PT remains one of the most memorable experiences of this console generation for how it succeeded in both surprising and terrifying fans. While some have come to criticize the recently launched Resident Evil teaser for riding the nostalgia wave of PT, I firmly believe it’s a more successful product for one key reason: It’s promoting the experience of a game that actually exists!
Capcom has served up horror fans with a scare fest in a similar manner as Hideo Kojima did when they released that demo for a “new IP” at Gamescom. We have a house filled with obtuse puzzles that the internet is on fire trying to solve while being scared out of our booties with randomly triggered scares. The biggest difference between the two is that Capcom is proudly presenting this as a return to form for the franchise that fans have been disappointed with for nearly a decade. Capcom must have been thrilled by the response of PT in 2014, the same year that development of Resident Evil 7 kicked off, seeing the internet gushing over this surely let the project leads know they were heading in the right direction. The positive response to the Kitchen Morpheus demo (existing before PS VR was even an official commercial product!) must have further cemented that confidence as the existence of this project has actually been hiding right before our eyes inside the demo’s logo!

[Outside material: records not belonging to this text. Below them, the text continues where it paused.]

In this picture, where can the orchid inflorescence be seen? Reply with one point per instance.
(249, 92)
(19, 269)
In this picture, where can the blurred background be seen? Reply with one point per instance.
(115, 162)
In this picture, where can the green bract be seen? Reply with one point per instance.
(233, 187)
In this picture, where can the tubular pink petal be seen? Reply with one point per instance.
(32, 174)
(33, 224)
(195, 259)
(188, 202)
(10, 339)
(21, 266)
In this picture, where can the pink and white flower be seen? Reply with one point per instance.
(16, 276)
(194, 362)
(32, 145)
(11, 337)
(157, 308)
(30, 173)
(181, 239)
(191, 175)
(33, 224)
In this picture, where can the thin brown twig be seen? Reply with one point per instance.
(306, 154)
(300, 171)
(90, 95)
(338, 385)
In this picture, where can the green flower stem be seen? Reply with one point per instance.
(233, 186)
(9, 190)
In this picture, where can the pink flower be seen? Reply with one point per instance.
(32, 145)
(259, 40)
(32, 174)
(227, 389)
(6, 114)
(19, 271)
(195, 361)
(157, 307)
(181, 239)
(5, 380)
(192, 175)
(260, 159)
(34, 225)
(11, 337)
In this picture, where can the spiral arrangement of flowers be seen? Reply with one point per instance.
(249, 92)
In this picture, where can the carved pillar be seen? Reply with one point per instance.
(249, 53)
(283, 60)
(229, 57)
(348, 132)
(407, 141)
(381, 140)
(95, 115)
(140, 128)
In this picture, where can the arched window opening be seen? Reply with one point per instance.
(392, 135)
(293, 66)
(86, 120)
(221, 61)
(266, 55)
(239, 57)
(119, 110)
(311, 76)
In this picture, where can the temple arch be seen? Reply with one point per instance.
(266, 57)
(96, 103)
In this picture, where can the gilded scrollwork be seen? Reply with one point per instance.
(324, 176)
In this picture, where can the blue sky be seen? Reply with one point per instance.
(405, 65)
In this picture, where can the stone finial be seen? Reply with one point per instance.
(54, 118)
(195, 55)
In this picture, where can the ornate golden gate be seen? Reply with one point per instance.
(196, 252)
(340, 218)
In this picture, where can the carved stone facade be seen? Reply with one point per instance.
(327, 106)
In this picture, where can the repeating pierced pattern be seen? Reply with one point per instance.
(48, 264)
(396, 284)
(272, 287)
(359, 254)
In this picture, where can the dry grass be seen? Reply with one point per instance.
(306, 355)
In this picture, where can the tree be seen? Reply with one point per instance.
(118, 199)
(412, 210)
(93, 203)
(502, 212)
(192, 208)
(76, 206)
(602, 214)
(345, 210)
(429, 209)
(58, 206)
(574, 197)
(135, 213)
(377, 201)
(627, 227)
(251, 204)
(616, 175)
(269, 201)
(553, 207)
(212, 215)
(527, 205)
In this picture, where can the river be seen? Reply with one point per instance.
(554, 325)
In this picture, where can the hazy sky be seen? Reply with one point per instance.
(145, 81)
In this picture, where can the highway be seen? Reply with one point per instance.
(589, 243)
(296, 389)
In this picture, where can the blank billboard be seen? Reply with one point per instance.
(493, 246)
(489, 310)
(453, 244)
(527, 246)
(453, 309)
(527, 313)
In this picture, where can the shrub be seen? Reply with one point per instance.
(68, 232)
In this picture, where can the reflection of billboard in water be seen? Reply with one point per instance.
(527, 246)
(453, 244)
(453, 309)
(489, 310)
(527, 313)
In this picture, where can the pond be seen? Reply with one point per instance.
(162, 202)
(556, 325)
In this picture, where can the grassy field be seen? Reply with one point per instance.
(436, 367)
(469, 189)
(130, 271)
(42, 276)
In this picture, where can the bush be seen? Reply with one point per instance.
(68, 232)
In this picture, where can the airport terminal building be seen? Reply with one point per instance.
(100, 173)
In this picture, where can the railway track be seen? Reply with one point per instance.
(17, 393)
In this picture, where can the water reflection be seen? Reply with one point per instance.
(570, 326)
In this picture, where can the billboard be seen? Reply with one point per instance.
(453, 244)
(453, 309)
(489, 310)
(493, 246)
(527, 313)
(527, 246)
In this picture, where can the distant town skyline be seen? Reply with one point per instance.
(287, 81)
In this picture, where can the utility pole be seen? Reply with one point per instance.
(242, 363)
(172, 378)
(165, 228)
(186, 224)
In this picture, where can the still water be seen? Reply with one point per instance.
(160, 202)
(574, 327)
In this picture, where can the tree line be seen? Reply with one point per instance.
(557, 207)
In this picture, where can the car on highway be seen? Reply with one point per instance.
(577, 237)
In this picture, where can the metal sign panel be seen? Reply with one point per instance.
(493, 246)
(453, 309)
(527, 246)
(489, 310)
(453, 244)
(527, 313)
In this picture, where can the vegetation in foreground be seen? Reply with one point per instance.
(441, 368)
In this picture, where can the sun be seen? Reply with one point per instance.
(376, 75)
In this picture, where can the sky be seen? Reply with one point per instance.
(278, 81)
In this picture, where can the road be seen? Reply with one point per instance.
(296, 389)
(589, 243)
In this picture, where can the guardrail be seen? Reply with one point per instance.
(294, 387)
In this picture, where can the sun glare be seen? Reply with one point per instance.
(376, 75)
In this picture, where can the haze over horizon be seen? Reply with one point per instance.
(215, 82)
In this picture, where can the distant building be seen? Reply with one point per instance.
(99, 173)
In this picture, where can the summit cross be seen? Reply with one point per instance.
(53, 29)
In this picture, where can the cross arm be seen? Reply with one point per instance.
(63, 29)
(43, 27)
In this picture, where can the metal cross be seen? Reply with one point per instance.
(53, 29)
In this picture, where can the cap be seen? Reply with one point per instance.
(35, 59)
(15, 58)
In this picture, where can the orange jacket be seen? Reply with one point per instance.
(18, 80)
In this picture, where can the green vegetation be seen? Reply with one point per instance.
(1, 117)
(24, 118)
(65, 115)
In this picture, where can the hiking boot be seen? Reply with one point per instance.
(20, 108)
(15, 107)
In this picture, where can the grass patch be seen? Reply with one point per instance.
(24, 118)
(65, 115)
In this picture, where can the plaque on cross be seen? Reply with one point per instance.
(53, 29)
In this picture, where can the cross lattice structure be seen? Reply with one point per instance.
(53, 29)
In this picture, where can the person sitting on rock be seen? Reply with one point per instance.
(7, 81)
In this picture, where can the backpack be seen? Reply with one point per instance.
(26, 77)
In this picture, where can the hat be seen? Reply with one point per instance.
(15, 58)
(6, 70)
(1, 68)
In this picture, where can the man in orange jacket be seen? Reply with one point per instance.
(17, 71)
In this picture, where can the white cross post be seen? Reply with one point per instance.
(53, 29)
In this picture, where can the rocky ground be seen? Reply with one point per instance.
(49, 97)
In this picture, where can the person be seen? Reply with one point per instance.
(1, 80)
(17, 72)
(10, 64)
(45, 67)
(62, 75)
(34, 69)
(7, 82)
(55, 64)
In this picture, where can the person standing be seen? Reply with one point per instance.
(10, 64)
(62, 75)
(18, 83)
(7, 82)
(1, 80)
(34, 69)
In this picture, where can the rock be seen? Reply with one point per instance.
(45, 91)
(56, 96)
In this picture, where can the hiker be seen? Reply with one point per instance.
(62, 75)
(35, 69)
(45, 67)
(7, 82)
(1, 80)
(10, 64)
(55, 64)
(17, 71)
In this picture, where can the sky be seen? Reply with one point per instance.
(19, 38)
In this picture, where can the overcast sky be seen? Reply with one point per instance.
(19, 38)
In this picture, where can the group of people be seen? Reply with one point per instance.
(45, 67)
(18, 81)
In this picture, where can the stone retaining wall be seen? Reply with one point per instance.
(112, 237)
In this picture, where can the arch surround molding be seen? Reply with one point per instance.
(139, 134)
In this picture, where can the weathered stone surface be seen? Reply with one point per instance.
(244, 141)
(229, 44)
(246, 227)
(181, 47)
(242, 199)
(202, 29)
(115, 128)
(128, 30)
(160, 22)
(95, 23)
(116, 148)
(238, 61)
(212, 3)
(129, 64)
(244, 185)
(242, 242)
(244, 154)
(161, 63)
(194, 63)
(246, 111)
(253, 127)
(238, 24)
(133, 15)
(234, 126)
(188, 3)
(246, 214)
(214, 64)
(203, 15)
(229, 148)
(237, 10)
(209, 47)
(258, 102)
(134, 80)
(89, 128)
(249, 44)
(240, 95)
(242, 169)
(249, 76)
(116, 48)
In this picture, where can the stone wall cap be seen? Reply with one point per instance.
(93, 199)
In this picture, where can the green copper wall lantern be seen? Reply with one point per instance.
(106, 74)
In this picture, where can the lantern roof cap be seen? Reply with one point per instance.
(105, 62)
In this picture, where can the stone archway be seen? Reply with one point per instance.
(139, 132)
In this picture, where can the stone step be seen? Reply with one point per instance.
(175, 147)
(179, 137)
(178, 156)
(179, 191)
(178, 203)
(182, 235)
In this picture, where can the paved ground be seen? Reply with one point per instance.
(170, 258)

To be clear, I’m not arguing which experience is better. I’m personally a huge Kojima fan boy but also a longtime fan of Resident Evil’s survival horror roots so that is a discussion I’d love have another time. Resident Evil’s teaser is simply just a better marketing device since it’s representing an experience that is a short seven months away (I love the trend of announcing and releasing games in that time frame) and actually exists in a large capacity on the hard drives of a development studio. It still saddens me that we will never get to experience what Silent Hills could have been, but I love that Resident Evil took something so effective and learned from a franchise that once was the student of the genre that Capcom brought into the mainstream in 1996.